The governors of the central banks of three countries that have faced some of the toughest economic challenges in eastern and southern Africa have set out their plans to restart growth and return inflation to low single digits. In interviews with GlobalMarkets the monetary policy chiefs for Zimbabwe, Zambia and Rwanda said they believed they had the tools to deal with increasing fiscal and current account deficits as commodity price remain weak, and with rising levels of inflation.
Investors and analyst say the efforts point in the right direction, but they also say these and other countries also need to deal with systemic issues that hamper investment.
Zimbabwe central bank governor John Mangudya said his country faced increasing fiscal and current account deficits that were feeding off each other.
He is, nevertheless, upbeat, saying the answer is straightforward. “In Africa we need to change the narrative from politics to production. We need to stop talking and focus, because increasing production lets you increase employment and exports, and reduce dependency and, in the end, poverty,” he said.
In Rwanda, National Bank governor John Rwangombwa said the challenges from commodity prices were complicating policy choices, even though the economy was still on track to expand by 6% this year.
He said low prices for the country’s exports, as well as drought, were having a negative impact on inflation, which had jumped from 2.5% last year to 6.9% for the past two months. “It is worrisome, but we believe that we will be able to get inflation down around 5%,” he said.
SEDITION CHARGES
Zambia is in a similar situation, but it has the added negative of political uncertainty caused by recent elections. Opposition leader Hakainde Hichilema, who lost the August general election to President Edgar Lungu, was arrested on Thursday on sedition charges, his party reported.

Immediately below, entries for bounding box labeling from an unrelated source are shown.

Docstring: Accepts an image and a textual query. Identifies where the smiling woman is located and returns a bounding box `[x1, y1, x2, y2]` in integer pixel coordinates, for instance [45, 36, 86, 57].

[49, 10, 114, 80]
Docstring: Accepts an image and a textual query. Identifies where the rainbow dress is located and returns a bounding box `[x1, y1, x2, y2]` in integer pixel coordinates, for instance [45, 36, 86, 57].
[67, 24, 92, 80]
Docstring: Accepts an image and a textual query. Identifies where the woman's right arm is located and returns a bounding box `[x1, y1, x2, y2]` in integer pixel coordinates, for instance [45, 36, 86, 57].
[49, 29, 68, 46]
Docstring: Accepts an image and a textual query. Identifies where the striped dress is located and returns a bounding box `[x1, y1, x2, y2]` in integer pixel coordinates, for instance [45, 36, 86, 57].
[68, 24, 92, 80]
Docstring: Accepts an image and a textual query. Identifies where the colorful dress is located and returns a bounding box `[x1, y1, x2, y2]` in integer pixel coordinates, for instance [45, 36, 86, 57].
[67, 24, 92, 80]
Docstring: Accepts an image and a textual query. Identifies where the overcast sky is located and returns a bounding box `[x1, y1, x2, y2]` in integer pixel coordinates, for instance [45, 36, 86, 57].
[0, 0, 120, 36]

Central bank governor Denny Kalyalya said turbulence created by low commodity prices, particularly copper, had been complicated by the political process. “This has made it harder to make decisions and this has led to a wait-and-see attitude on the part of investors,” he said.
He said high interest rates, around 20%, and inflation, just shy of 19% in September, were creating risks that are keeping capital away. “We know this will pass, but the effects right now have been far reaching on the ground,” he said.

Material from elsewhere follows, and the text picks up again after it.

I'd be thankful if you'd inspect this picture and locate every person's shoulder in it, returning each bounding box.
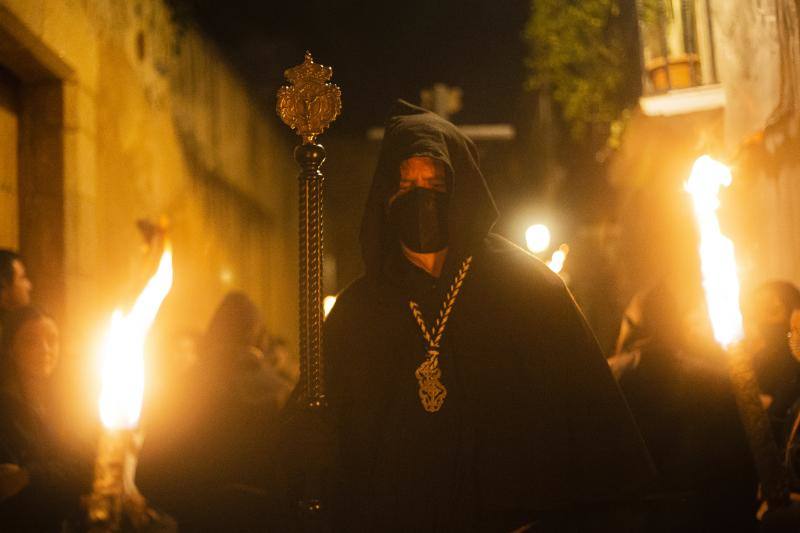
[476,233,566,292]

While the steps listed are important, companies in the region and analysts also want to see actions to reduce red tape and corruption.
Reginald Max, who heads up GE’s development and investment unit in Sub-Saharan Africa, said these and other governments in the region need to simplify investment procedures. “Encouraging investment means eliminating red tape. Looking at a 1,000-page document with lots of caveats is really a disincentive for companies considering investments,” he said.